Lando’s lips are so dry it makes a sound when he tongues over the skin. He tries to chuckle, but it comes out a bit nervous. “Don’t take him too seriously,” he placates Oscar from a couple steps away, offering him a shrug. “He didn’t mean it like that, I’m sure,”

Oscar feels himself shiver. Lando still looks slightly unsure, like he doesn’t quite get whether he should brush it off or not. Weighing whether Oscar seems to be willing to.

It’s not a secret that they orbitate each other a lot, one way or another. Last week’s tabloid release talking about their ‘own little world’ is not the first piece to speculate on their friendship off the track, and Oscar knows it won’t be the last. But this, right here— uncharacteristically —, is calculating. Lando looks like he’s trying to figure him out, and it makes Oscar almost want to laugh. Borderline hysterical. A little demoralized. Lando’s looking at him now, when he should’ve been looking back in the elevator. Back when, you know— When Carlos was layering Oscar with such thick condescension he’s still a little loopy from it.
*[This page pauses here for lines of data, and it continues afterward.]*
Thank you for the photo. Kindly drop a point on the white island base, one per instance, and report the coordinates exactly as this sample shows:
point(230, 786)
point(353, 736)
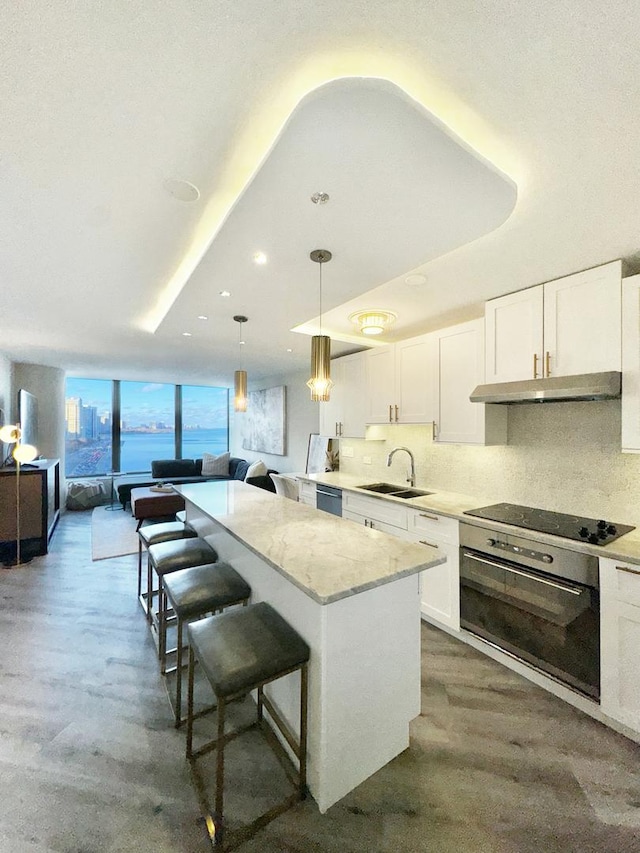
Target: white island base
point(364, 669)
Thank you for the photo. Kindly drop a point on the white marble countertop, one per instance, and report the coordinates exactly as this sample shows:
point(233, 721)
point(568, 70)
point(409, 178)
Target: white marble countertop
point(454, 505)
point(327, 557)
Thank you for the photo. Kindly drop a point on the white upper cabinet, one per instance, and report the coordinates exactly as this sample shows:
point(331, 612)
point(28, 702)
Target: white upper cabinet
point(582, 322)
point(345, 412)
point(459, 367)
point(561, 328)
point(399, 382)
point(513, 328)
point(381, 385)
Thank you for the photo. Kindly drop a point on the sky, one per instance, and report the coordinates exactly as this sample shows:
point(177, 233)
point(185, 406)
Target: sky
point(146, 402)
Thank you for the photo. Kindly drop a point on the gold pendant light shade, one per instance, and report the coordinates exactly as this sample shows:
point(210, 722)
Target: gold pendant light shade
point(320, 383)
point(240, 376)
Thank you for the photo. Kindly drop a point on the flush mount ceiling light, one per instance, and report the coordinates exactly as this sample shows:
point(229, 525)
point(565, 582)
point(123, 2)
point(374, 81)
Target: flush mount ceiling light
point(320, 383)
point(320, 198)
point(240, 376)
point(373, 322)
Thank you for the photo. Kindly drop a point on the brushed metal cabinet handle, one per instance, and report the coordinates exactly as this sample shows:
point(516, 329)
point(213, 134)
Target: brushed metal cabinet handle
point(627, 571)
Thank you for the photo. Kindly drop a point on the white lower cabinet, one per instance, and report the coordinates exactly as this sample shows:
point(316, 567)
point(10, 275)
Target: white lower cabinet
point(620, 642)
point(440, 585)
point(307, 493)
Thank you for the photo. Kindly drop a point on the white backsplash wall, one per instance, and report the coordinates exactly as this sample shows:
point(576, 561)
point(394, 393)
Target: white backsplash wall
point(561, 456)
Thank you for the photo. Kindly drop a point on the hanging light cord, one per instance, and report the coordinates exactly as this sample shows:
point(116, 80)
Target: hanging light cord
point(320, 265)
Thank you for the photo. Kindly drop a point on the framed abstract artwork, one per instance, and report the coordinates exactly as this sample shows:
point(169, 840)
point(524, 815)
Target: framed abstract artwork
point(265, 421)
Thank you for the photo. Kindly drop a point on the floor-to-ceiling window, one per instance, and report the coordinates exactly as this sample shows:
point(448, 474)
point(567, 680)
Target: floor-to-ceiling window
point(205, 420)
point(123, 426)
point(147, 424)
point(88, 427)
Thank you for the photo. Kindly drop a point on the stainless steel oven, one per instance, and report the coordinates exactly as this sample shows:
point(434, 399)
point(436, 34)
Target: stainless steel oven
point(537, 602)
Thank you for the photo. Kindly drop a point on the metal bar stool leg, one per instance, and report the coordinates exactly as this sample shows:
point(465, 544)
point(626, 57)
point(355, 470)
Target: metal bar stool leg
point(220, 773)
point(192, 662)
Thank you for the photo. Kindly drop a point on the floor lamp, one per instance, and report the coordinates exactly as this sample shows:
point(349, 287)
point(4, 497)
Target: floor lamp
point(12, 434)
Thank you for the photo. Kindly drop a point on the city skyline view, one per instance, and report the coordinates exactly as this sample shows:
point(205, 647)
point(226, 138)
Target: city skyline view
point(146, 430)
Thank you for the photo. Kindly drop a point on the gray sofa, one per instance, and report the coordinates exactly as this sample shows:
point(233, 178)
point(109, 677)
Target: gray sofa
point(190, 471)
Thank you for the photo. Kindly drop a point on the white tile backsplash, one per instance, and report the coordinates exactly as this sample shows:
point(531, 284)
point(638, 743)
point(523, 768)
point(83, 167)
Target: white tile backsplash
point(560, 456)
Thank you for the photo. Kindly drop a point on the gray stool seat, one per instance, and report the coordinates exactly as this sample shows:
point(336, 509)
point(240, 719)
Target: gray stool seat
point(151, 534)
point(240, 651)
point(202, 589)
point(192, 594)
point(166, 558)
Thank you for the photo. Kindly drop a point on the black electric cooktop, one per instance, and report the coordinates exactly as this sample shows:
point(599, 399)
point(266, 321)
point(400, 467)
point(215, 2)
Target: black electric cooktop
point(594, 531)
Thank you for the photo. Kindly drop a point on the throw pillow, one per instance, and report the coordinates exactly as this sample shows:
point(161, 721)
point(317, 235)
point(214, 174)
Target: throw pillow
point(215, 466)
point(256, 469)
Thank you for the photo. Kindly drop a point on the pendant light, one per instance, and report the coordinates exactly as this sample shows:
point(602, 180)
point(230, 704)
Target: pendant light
point(240, 376)
point(320, 383)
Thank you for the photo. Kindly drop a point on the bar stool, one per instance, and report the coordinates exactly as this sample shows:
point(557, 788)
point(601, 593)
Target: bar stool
point(240, 651)
point(166, 557)
point(152, 534)
point(194, 593)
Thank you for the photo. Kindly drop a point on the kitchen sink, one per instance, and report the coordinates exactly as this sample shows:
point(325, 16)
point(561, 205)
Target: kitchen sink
point(382, 488)
point(394, 491)
point(410, 493)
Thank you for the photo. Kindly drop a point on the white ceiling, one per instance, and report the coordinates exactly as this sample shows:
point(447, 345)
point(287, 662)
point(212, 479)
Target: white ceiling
point(439, 115)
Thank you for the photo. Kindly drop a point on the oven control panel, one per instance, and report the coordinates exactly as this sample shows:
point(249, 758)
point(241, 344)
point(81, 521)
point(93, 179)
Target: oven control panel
point(519, 551)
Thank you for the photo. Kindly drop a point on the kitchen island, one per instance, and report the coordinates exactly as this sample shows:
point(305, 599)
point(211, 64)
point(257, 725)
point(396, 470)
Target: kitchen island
point(353, 594)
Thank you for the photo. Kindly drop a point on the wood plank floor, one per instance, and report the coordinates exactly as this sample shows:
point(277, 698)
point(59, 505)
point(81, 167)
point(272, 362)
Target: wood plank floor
point(90, 762)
Lando should’ve been frowning then.

Of course, Oscar doesn’t say that. Can’t say that, because he knows to recognize absurd feelings even when it’s vindicating to mull them over. Truthfully, unexplainably, Oscar half wishes Lando would’ve said something. Anything. That he had stuck up for him, somehow, even when Oscar had knowingly decided not to stick up for himself. Lando could’ve cut in with a joke, at least. Saved Oscar from some of the pressure. He’s good at that, like in the solo interviews Oscar is always picking up to read and reread in his downtime. Self-preservation and the suffocating discomfort pull down on him like twin weights on a scale and it's hard to determine who wins that particular dispute, but before it can matter he’s mumbling:

“He sounded like he wanted me in doggy training, that’s what,”

Lando clicks his tongue. “Mate, no,” he tilts his head, light eyes flashing. “He’s just— he’s been racing a long time,”

Oscar perks up. “Do you think the crash was all on me?”

“Not what I said, mate,”

It doesn’t really matter. Oscar is listening, but not really listening. His ears kind of ring. He didn’t know getting this pissed off could mess with your senses, but it makes some sense.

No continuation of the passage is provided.